Now I an ready to add a strawberry f-pac and will use 3 qts simmered to ONE qt. Why.. because strawberry is mostly water.


----------



## Old Philosopher (Jul 9, 2010)

I don't have a steam juicer, but I have an automatic rice cooker with a steaming basket. If I use that to steam the peach pieces to a pulp, and then reduce (simmer) the water to 1/3 original volume, it might work. Humm....


----------



## Tom (Jul 9, 2010)

No it will not work :-(


----------



## Old Philosopher (Jul 9, 2010)

After a little research, I may be able to make a jerry-rigged steam juicer using an angel food cake pan and a colander in a double-boiler. :< If I get it to work, I'll post a pic of the mess. I only have about 3-4 pounds of fruit to steam this time, so it's worth a try, just to see if I can pull it off.


----------



## UglyBhamGuy (Jul 9, 2010)

Even if you don't get it to work, post the pic and maybe tell what happened that you think caused it to not work. Someone else may be able to build on your design and get something usable.


----------



## Old Philosopher (Jul 9, 2010)

UglyBhamGuy said:


> Even if you don't get it to work, post the pic and maybe tell what happened that you think caused it to not work. Someone else may be able to build on your design and get something usable.


Well, the first stumbling block was that a cake pan is not sealed at the bottom. Nest candidate: a bunt (cake) pan. The next problem is finding a colander that will fit inside my 20 qt stock pot. Ironing out the bugs as I go along. Hahaha! If it works, I won't have to spend $150 on a juice steamer that I might use twice a year.


----------



## ffemt128 (Jul 9, 2010)

Old Philosopher said:


> Well, the first stumbling block was that a cake pan is not sealed at the bottom. Nest candidate: a bunt (cake) pan. The next problem is finding a colander that will fit inside my 20 qt stock pot. Ironing out the bugs as I go along. Hahaha! If it works, I won't have to spend $150 on a juice steamer that I might use twice a year.



I picked up my steamer for $79 on Amazon.

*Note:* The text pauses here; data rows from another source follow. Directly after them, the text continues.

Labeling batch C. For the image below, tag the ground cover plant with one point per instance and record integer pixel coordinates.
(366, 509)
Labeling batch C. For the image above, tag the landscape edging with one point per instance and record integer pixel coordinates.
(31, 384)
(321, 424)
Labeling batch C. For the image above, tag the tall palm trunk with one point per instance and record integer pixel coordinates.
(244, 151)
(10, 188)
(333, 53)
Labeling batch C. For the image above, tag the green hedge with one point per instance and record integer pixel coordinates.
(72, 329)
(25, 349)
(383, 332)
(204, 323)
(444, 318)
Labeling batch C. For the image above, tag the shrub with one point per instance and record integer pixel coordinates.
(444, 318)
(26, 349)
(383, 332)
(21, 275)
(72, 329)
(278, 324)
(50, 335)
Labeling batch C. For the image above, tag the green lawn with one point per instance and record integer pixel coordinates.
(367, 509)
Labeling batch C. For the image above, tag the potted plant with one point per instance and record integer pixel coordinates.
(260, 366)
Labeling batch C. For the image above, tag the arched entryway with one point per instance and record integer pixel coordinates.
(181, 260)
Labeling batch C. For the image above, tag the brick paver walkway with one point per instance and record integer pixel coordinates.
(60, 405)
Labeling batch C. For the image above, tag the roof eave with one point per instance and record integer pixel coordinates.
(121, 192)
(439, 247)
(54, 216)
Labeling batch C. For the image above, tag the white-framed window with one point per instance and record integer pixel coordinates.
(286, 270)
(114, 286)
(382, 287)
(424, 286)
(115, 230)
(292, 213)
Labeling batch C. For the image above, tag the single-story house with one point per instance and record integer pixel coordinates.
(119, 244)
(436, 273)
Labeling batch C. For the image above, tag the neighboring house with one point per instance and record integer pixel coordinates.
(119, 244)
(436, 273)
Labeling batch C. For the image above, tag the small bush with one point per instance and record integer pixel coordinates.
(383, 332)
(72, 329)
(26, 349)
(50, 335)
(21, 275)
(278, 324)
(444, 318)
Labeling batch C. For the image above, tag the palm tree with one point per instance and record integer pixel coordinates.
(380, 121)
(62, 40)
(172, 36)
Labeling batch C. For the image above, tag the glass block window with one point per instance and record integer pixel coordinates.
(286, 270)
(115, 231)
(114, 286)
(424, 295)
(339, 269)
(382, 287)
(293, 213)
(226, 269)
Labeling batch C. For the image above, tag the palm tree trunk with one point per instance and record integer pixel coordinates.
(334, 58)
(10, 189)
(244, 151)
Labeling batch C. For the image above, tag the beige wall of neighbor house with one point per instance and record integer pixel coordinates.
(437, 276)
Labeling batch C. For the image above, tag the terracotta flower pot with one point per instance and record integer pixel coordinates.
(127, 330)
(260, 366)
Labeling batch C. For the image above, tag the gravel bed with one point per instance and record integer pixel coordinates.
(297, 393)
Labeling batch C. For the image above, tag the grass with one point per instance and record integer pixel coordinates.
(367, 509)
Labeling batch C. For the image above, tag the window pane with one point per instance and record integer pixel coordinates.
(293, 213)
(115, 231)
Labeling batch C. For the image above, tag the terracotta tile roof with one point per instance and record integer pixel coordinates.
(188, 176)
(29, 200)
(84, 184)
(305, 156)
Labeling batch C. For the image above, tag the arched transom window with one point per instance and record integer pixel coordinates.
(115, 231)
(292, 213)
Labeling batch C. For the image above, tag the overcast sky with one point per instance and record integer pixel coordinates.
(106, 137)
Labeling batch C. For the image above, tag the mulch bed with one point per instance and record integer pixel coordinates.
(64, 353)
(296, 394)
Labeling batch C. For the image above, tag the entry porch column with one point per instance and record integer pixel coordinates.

Havent used it yet but Its ready to go.


----------



## Old Philosopher (Jul 10, 2010)

*Solution*

Well, SWMBO came up with the solution, even though it does take a little specialized equipment.
Her new cookware set has a nice double boiler steamer. She came up with a catch bowl that just fit in the lower pan. Here's the set up:











Here's the juice, ready to be reduced, that I got out of about 3 pounds of peaches:


----------



## Old Philosopher (Jul 11, 2010)

Tom said:


> ...
> Remember you will need to add clearing agents and rack a few times



Any suggestions on clearing "agents", other than a commercial product? I don't have access to specialty stores. I've heard a lot of different things, but not sure what to believe. Don't want to screw up this batch.


----------



## Tom (Jul 11, 2010)

If you cant get anything over the net try egg WHITES. One egg white for 6 gallons. OR try some unflavored gelatin (knox). I'm sure you can almost anything wher you live over the net.


----------



## Old Philosopher (Jul 11, 2010)

Tom said:


> If you cant get anything over the net try egg WHITES. One egg white for 6 gallons. OR try some unflavored gelatin (knox). I'm sure you can almost anything wher you live over the net.


If the Knox will work, I'd rather do that. I try to avoid the cc over the net stuff. 
Thanks!


----------



## Old Philosopher (Aug 6, 2010)

Old Philosopher said:


> Trust me.... This stuff will never see a bottle!


Quoting myself...how pathetic is that?
Well, I bottled the peach wine after 45 days. Then I shared a bottle with my wife. 3 bottles later in one evening...she dragged me to the store to get more peaches the very next day. 
So there's another 3 gallons in primary right now.


----------